Dux Bellorum demo game

The release of Dux Bellorum is just around the corner, so I thought I’d do a little demo at the NWA. I roped in Mark there as he had expressed an interest and he used to play Glutter of Ravens.

I put together Middle Period (450-600AD) Saxon and Romano British armies from the figures I had available. The Saxon army was made up of four noble warriors, one being the leader’s companions, three ordinary warriors, and a unit of foot skirmishers with bows. The Romano British got three noble riders, including the companion unit, four ordinary shieldwall, foot skirmishers, and a unit of mounted skirmishers with javelins. I used a couple of army points for each army to buy strategies, focusing on command and control, so the Saxons got an extra Leadership Point, and the Romano British got the Experienced Leader strategy, which allowed them to swap an LP once all the LPs had been allocated. Normally I would have fewer noble units and more ‘ordinary’ troops and skirmishers to give the armies more staying power, but I was trying to make sure that the armies were easy to use, while giving a quick an interesting game.

I set up a pretty empty board with a hill and a wood framing the action.
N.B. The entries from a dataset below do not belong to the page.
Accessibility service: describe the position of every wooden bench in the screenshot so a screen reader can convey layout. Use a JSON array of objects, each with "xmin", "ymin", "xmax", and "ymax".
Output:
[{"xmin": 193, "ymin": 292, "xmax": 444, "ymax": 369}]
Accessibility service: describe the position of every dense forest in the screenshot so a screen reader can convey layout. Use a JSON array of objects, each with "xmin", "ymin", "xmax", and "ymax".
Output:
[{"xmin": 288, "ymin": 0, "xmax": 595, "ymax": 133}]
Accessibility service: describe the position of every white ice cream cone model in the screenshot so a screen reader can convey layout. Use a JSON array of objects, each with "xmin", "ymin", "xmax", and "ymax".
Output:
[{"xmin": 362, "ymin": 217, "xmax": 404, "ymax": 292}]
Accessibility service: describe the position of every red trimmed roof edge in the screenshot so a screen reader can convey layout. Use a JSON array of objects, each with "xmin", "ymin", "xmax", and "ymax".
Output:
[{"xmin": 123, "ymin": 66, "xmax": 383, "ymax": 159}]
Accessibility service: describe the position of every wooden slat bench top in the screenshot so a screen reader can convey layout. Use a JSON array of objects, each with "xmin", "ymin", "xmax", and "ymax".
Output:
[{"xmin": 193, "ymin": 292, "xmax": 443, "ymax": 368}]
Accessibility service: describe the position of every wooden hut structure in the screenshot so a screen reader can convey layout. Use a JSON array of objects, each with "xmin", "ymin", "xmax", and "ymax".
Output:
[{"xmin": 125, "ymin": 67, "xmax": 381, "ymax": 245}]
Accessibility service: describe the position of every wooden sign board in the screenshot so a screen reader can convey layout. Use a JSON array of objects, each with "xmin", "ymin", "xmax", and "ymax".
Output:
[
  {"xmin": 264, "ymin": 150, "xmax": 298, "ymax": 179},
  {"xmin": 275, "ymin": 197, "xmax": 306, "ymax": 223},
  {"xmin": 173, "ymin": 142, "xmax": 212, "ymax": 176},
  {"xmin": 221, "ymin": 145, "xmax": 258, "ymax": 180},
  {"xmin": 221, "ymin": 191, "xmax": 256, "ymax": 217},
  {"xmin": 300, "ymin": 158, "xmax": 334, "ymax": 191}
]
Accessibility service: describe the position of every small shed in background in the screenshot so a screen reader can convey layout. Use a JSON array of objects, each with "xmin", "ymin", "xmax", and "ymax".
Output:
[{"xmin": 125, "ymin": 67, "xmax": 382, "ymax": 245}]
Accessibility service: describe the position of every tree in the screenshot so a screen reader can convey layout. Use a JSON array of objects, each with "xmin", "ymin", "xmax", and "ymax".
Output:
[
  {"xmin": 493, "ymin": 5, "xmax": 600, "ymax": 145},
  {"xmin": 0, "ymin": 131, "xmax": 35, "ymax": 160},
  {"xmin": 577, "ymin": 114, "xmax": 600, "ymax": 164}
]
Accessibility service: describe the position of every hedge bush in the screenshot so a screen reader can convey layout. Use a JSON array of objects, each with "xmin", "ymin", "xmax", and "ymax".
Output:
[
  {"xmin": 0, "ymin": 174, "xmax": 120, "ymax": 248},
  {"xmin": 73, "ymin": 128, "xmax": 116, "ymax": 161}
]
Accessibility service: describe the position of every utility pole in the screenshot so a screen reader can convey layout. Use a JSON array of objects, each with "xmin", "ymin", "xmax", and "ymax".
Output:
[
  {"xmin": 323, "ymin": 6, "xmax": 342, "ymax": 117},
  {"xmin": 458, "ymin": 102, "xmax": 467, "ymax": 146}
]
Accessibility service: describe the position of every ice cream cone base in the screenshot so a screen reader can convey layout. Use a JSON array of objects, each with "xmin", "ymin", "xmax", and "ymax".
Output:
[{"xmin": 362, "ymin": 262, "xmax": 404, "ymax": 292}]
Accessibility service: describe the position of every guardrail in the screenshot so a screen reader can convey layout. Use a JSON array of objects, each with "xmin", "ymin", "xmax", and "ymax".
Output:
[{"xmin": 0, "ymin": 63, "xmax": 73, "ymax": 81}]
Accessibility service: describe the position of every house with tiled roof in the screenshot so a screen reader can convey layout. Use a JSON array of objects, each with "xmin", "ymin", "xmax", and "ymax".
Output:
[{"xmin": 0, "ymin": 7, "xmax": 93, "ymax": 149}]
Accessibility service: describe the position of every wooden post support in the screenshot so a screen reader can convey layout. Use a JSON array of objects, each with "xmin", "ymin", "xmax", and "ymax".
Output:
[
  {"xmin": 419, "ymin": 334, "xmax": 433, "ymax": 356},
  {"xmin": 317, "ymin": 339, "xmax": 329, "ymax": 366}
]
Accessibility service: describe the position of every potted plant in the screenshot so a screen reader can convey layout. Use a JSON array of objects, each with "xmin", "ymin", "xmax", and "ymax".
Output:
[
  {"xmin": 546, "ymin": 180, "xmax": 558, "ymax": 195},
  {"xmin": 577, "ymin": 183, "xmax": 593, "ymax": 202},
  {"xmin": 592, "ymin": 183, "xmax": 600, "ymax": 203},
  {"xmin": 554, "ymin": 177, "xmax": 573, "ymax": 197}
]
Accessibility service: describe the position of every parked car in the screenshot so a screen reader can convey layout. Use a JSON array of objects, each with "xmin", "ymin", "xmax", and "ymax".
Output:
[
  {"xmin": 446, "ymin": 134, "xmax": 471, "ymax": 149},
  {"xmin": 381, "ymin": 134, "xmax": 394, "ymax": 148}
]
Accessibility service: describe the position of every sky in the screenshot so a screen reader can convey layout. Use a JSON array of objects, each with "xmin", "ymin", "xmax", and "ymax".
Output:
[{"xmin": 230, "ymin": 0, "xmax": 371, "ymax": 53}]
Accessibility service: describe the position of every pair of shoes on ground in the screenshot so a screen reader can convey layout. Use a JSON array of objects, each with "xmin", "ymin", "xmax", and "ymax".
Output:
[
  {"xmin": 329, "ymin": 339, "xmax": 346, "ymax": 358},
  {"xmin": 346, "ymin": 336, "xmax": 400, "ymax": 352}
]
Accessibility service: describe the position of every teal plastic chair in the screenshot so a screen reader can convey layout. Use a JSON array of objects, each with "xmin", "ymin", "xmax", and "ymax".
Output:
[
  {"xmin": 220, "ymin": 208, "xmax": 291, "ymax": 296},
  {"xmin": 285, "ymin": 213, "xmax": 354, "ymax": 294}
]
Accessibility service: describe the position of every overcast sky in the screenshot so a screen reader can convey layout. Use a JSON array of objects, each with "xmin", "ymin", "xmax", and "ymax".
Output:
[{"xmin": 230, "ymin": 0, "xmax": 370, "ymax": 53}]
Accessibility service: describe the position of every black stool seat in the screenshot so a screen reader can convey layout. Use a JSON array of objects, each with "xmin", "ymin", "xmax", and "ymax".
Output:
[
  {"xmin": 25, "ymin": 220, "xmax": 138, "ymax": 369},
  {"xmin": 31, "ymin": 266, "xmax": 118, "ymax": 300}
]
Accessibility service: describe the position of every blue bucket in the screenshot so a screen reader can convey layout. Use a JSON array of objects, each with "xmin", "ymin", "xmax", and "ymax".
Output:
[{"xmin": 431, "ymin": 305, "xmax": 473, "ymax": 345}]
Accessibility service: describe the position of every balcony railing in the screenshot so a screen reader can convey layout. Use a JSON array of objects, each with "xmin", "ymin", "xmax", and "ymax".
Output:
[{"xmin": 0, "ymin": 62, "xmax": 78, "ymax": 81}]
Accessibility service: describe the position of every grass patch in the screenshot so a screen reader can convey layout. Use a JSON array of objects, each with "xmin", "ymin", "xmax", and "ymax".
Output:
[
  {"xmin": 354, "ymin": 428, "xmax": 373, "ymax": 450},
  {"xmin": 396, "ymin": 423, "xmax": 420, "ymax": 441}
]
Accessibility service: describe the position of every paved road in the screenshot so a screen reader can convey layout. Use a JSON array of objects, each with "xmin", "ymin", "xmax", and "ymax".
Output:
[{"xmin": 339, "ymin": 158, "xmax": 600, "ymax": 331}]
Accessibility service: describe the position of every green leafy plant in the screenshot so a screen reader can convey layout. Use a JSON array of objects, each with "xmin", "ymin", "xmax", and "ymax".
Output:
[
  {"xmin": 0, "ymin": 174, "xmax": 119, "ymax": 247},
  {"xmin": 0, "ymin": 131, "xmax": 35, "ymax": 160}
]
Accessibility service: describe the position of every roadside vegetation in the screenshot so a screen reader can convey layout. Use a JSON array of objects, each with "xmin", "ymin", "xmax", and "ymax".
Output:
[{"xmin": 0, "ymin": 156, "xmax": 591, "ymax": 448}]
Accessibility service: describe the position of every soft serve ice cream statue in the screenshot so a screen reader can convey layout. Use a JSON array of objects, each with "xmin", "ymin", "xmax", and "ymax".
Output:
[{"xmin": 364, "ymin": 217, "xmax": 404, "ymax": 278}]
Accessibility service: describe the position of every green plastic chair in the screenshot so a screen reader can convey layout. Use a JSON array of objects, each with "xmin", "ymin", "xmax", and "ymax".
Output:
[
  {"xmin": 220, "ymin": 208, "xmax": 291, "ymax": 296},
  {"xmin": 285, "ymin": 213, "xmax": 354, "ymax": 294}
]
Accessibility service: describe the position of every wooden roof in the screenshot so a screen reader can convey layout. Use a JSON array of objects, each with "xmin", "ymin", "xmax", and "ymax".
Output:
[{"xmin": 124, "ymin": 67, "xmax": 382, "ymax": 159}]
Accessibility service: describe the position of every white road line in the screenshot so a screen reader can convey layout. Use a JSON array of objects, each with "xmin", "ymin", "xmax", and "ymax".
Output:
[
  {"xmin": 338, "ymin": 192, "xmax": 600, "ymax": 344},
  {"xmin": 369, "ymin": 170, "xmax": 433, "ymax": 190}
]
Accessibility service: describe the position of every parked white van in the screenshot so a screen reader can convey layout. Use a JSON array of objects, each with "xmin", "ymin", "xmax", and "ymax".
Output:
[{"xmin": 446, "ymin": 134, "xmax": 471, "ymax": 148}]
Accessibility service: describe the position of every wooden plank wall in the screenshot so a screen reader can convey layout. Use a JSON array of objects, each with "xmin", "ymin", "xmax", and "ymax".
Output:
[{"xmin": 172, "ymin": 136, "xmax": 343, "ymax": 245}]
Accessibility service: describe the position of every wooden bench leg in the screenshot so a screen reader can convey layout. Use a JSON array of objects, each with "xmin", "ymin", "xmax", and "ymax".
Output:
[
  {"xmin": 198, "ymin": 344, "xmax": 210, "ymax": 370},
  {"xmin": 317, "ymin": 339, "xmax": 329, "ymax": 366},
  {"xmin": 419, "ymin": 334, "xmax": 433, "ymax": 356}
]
We diced for who got which army, and I got the Saxons. Predictably I was also the attacker. Mark set up in a single line with his riders on his right, and skirmishers on the left. I also opted for a single line, with my skirmishers on my left ready to make a dash for the wood.

In the first few turns my army moved up, while the skirmishers fought on the flanks. Mark charged into the wood some of his noble riders, and while they were disadvantaged they were still more than a match for my skirmishers who were forced to retreat. Meanwhile on the other flank, Mark’s skirmishers strayed a little too close to the frontal arc of one of my warrior units and were lucky to survive the ensuing combat when they were charged down. With my skirmishers no longer in the way, Mark was free to start attacking my left flank with his riders. His mounted skirmishers began launching very pesky hit-and-run charges against the rear of my warriors on the other flank.

The Saxon army (green bases) charges to grim disaster

At this point Mark’s shieldwall had advanced to within charge range of my warriors, who elected to charge them instead of joining in against his riders. The isolated couple of warrior units that were left behind succumbed to repeated flank and rear charges from Mark’s riders, who then delivered the coup de grace to the rest of my army, which was slowly making inroads against the Romano British shieldwall. At least I got those mounted skirmishers in the end!

If only there had been a bard around to record this heroic last stand!

We both had a very enjoyable evening. We felt the game really captures the atmosphere of the period well. It’s easy to play, but there is plenty of subtlety in keeping your army cohesive and reacting to the fog of war created by Bravery Tests for movement, when your troops don’t move when you want them to, and impetuous troops who move when you don’t want them to.

7 responses to “Dux Bellorum demo game

    • Yes when it’s set up it *looks* very DBAish on the tabletop, well my games do anyway. It uses DBA style basing, and I’ve used my DBA armies and terrain. The two systems play out pretty differently though; the command and control and combat systems are very different. DB is a bit more involved than DBA, which is fine because there are generally fewer elements on the table. Overall the feeling I get is that in DB I command an army of hundreds of men, and in DBA I’m the commander of thousands, with a corresponding difference in the level of detail that is depicted. Also DB is very focused on the Dark Ages so there’s lots of period detail in there which is left out of DBA to avoid complexity.

  1. Absolutely – the game seemed (to me at least) to be acloser run thing than it reads like above. Very taken with some of the subtleties inherent in the Leadership Points system – deciding whereto put enough for a “king hit” (whilst you still can) is an important part of play. Looking forward to its publication – and I’m already busy rebasing 15mm minis & painting more for the game.

    • I didn’t mention that when I was putting my figures away I found Saxon Noble Warriors unit still in my box! That would have made the game a bit more bloody but I reckon your riders would still have put paid to them as they were free to roam the battlefield. It seems to be pretty important to nobble the enemy’s riders somehow.

      • Bugger – they would have come in handy. Tr4ruly, I did feel things were very close until right at the end – another stand of Nobles might well have turned things around.

    • It’s my pleasure Dan, it was great fun. The Dark Ages are going through a bit of a renaissance at the NWA at the moment, so I hope to get a few more games in.